O Universo Cinematográfico da Marvel tem demonstrado, ao longo da última década, uma habilidade ímpar em transformar personagens periféricos em ícones culturais, como é o caso de Guardiões da Galáxia e Viúva Negra. No entanto, ao trazer Agatha: Desde Sempre, a Marvel ultrapassa até mesmo o seu limiar de personagens secundários e aposta em um nome improvável, Agatha Harkness, apresentada em WandaVision e vivida pela magnética Kathryn Hahn. A série surge como uma das produções mais ousadas do estúdio, distanciando-se da fórmula do blockbuster para assumir a estética e narrativa de uma série mais intimista, e talvez por isso, seja uma das melhores adições ao MCU nos últimos tempos.
A trama segue Agatha após os eventos de WandaVision, onde Wanda Maximoff a priva de seus poderes e aprisiona-a em uma espécie de dimensão ilusória. O enredo é acionado quando Agatha é resgatada pelo misterioso personagem Jovem (Joe Locke), que a incita a seguir o mítico Caminho das Bruxas. Juntos, eles formam um coven ao lado de outras bruxas formidáveis, interpretadas por Sasheer Zamata, Ali Ahn, Patti LuPone e Debra Jo Rupp, que mais tarde é substituída por Aubrey Plaza. Com esse elenco, a série se permite uma abordagem episódica que evoca clássicos como Mare of Easttown, True Detective e até mesmo a fantasia sombria de Convenção das Bruxas, Abracadabra, e As Bruxas de Salém, criando uma narrativa que se estrutura em missões, revelações e reviravoltas.
Sob a direção criativa de Jac Schaeffer, a série se afasta das amarras do épico heróico e abraça o gênero sobrenatural com uma reverência que raramente se vê no MCU. Cada episódio é uma peça de um mosaico narrativo maior, com ganchos bem construídos e cliffhangers instigantes, lembrando o melhor da televisão de mistério e fantasia. A única ligação evidente ao MCU são os ocasionais easter eggs e o senso de humor peculiar, marcas registradas do estúdio. De resto, Agatha: Desde Sempre encontra sua identidade ao explorar o arquétipo das bruxas de maneira original e ao se inspirar na iconografia gótica e até mesmo teatral.
No centro desse universo sombrio e provocador está a própria Agatha Harkness de Hahn, uma anti-heroína deliciosa de acompanhar.
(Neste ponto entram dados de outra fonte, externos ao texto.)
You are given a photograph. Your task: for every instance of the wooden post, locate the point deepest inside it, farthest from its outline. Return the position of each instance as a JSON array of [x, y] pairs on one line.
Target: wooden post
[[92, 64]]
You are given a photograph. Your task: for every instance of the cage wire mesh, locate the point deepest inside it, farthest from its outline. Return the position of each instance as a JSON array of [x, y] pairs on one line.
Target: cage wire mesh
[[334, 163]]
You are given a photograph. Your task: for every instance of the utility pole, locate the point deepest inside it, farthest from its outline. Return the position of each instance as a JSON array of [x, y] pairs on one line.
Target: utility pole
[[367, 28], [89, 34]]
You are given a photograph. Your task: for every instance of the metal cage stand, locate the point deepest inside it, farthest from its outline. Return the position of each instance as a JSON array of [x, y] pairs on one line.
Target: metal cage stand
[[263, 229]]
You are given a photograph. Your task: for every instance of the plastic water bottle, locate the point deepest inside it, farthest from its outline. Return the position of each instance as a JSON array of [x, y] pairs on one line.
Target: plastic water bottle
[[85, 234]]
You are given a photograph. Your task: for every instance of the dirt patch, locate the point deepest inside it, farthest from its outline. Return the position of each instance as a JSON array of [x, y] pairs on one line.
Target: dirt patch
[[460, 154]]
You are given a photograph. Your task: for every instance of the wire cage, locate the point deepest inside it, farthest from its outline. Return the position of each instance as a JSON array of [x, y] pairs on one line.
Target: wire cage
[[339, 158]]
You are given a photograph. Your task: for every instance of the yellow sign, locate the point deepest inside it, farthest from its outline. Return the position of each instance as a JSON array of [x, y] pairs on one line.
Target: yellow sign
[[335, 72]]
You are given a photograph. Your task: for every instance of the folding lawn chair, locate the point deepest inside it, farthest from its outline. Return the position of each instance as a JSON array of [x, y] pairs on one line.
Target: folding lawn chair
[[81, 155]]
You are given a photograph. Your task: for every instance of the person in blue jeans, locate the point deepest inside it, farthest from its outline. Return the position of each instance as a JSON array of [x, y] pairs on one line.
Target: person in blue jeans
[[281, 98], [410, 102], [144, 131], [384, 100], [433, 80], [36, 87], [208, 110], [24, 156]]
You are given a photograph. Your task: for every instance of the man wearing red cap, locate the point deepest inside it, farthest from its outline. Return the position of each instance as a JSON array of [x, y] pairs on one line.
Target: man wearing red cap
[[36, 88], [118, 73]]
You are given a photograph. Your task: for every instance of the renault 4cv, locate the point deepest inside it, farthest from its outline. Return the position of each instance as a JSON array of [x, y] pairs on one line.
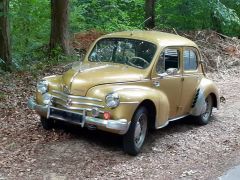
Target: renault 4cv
[[130, 82]]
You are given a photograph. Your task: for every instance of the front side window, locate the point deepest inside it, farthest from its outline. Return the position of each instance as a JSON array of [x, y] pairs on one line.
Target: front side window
[[190, 60], [169, 58], [136, 53]]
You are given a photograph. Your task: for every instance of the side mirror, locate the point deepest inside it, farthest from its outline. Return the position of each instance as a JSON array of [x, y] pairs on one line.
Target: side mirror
[[172, 71]]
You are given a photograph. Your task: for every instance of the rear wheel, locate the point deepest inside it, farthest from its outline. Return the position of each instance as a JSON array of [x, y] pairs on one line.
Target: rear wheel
[[134, 139], [204, 118], [47, 124]]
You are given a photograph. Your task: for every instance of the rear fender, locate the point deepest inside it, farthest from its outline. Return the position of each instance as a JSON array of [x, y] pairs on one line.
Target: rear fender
[[206, 88]]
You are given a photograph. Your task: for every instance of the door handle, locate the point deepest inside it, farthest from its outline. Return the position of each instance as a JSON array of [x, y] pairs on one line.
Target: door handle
[[156, 83]]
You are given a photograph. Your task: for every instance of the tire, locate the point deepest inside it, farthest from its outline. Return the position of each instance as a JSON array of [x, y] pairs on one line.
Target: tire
[[47, 124], [204, 118], [134, 139]]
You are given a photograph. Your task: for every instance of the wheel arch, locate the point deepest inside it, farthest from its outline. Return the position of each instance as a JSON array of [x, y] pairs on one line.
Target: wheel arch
[[152, 111]]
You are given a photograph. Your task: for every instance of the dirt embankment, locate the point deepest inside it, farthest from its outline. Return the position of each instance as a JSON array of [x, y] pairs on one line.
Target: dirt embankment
[[182, 150]]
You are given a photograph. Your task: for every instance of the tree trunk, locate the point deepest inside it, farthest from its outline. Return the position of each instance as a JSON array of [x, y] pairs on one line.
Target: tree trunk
[[59, 26], [5, 52], [150, 13]]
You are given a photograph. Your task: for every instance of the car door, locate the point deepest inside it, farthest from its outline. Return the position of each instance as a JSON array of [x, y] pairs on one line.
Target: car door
[[167, 77], [191, 78]]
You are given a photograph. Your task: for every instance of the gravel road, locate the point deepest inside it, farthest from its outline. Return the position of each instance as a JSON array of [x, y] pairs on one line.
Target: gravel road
[[182, 150]]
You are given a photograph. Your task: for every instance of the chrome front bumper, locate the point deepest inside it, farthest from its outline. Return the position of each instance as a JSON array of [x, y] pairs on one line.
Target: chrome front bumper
[[120, 126]]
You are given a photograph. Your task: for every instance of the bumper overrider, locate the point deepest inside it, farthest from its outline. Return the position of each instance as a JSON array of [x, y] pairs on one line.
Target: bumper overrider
[[120, 126]]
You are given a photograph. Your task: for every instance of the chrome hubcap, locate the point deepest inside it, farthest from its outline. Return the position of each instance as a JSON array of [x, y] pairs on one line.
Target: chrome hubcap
[[140, 130]]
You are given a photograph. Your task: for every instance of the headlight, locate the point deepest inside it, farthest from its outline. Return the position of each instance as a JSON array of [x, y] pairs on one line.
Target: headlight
[[112, 100], [47, 98], [42, 86]]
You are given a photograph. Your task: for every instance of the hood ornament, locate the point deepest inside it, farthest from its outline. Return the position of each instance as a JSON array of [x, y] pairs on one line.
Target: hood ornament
[[66, 89], [69, 102]]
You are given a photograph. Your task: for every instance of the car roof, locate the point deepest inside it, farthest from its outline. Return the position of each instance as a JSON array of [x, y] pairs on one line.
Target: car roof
[[161, 38]]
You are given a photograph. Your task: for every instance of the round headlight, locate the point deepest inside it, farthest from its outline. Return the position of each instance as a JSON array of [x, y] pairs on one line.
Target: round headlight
[[42, 86], [47, 98], [112, 100]]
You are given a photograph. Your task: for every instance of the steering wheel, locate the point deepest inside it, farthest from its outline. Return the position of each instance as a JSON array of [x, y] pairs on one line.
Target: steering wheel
[[143, 60]]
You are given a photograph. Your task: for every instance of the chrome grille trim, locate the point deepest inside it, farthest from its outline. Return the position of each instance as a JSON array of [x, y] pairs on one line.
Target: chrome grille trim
[[76, 97], [77, 103], [75, 108]]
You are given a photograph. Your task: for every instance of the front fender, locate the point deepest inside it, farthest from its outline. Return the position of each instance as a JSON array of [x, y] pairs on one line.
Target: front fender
[[131, 96]]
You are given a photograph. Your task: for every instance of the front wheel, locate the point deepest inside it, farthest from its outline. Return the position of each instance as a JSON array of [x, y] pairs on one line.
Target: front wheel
[[134, 139], [204, 118]]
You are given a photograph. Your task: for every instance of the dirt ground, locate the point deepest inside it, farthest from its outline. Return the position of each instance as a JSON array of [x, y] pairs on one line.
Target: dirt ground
[[182, 150]]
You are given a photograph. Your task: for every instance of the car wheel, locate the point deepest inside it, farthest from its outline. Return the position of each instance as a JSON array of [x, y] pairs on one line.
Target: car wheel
[[204, 118], [134, 139], [47, 124]]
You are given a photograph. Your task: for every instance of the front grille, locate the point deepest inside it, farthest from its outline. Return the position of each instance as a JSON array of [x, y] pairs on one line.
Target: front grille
[[65, 115], [76, 103]]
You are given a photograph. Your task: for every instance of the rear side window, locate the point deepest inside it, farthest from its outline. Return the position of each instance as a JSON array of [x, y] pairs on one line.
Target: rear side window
[[169, 58], [190, 60]]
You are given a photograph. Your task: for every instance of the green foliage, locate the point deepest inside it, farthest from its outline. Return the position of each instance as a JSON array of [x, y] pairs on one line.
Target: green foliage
[[226, 20], [30, 29], [30, 22], [106, 15]]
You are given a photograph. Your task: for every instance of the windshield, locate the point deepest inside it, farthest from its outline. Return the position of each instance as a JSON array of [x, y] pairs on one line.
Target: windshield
[[136, 53]]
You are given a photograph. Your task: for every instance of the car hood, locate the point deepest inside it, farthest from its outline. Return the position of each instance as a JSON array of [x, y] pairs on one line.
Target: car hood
[[81, 78]]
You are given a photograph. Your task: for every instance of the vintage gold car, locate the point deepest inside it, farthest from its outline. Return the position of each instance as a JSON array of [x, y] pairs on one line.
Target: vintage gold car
[[130, 82]]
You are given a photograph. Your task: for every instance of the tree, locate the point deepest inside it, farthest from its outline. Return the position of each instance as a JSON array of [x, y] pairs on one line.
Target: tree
[[150, 14], [5, 52], [59, 26]]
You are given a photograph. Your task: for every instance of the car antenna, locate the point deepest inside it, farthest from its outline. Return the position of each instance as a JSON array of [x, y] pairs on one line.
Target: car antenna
[[142, 23]]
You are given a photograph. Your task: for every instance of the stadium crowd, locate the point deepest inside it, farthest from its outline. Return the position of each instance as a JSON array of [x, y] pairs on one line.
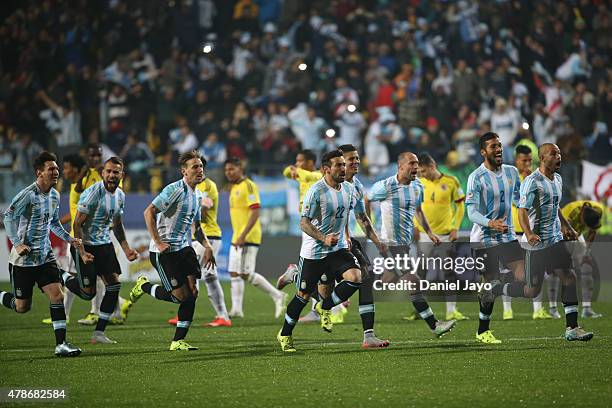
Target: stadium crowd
[[260, 79]]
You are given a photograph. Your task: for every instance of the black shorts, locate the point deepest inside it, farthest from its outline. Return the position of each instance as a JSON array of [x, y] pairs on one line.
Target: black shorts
[[325, 270], [174, 267], [549, 259], [503, 253], [105, 263], [23, 278]]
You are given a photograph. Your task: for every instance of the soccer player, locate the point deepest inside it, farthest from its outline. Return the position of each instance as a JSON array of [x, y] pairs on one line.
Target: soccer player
[[100, 207], [585, 218], [523, 162], [74, 167], [492, 188], [545, 229], [87, 178], [210, 204], [324, 255], [443, 206], [170, 218], [401, 196], [32, 214], [366, 291], [244, 214]]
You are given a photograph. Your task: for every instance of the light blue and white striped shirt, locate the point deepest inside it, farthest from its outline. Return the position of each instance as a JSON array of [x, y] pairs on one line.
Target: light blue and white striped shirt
[[101, 206], [328, 209], [399, 203], [492, 194], [179, 206], [541, 196], [28, 220]]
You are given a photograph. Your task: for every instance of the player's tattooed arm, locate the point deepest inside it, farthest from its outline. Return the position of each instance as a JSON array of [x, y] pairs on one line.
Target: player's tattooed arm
[[150, 215], [366, 226]]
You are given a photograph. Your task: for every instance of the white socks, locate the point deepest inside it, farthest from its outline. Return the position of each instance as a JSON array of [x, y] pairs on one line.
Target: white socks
[[237, 294]]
Hahn entrega uma performance rica, revelando uma personagem que é ao mesmo tempo cruel e humorado, uma manipuladora nata que encontra prazer em subverter e manipular os outros, mas que carrega em si traços de uma vulnerabilidade surpreendente. Sua relação conturbada com Billy é um dos pontos altos da série; embora Billy desperte nela ecos de um passado maternal doloroso, o roteiro sabiamente evita uma transformação redentora. Agatha permanece imutável em sua frieza e egocentrismo, o que só torna sua jornada ainda mais intrigante.
Entretanto, nem tudo funciona de forma fluida. A motivação de Agatha, embora sugerida em flashbacks emotivos, permanece turva. Há uma tentativa de aprofundar seu passado, especialmente com a presença de um arco sobre a perda de seu filho, Nicholas Scratch, mas a série falha em explorar isso com a profundidade necessária. Além disso, o relacionamento entre Agatha e a personagem de Aubrey Plaza, Rio, é potente em tela – com direito ao primeiro beijo lésbico do MCU – mas acaba sendo desenvolvido de maneira inconsistente. A presença de Rio injeta uma energia nova e revigorante na série, mas sua narrativa parece pouco aproveitada, aparecendo e desaparecendo sem muita explicação. O mesmo se aplica ao arco das Sete de Salém, que inicialmente promete uma atmosfera ameaçadora, mas acaba sendo relegado a um papel secundário, uma ferramenta de progressão que poderia ter sido mais explorada.
A ambientação sobrenatural e os cenários, ricos em texturas e simbologias ocultas, são um espetáculo à parte. Em cada curva do Caminho das Bruxas, o espectador se depara com uma estética sombria e cativante, que, apesar do orçamento modesto, é trabalhada com um primor visual surpreendente. Ao preferir um roteiro afiado e atuações sólidas a explosões de CGI, Agatha: Desde Sempre resgata o valor da narrativa bem contada, provando que a Marvel ainda pode entregar algo genuinamente impactante em um universo saturado de fórmulas e efeitos visuais exagerados. Sob a condução de Schaeffer, a série exala frescor e autenticidade, oferecendo um respiro mágico e imperfeito, mas revigorante, à exaustão da fórmula Marvel. É um espetáculo de caráter e atmosfera, que revela o potencial do estúdio quando se permite focar na profundidade de seus personagens e no poder de suas histórias.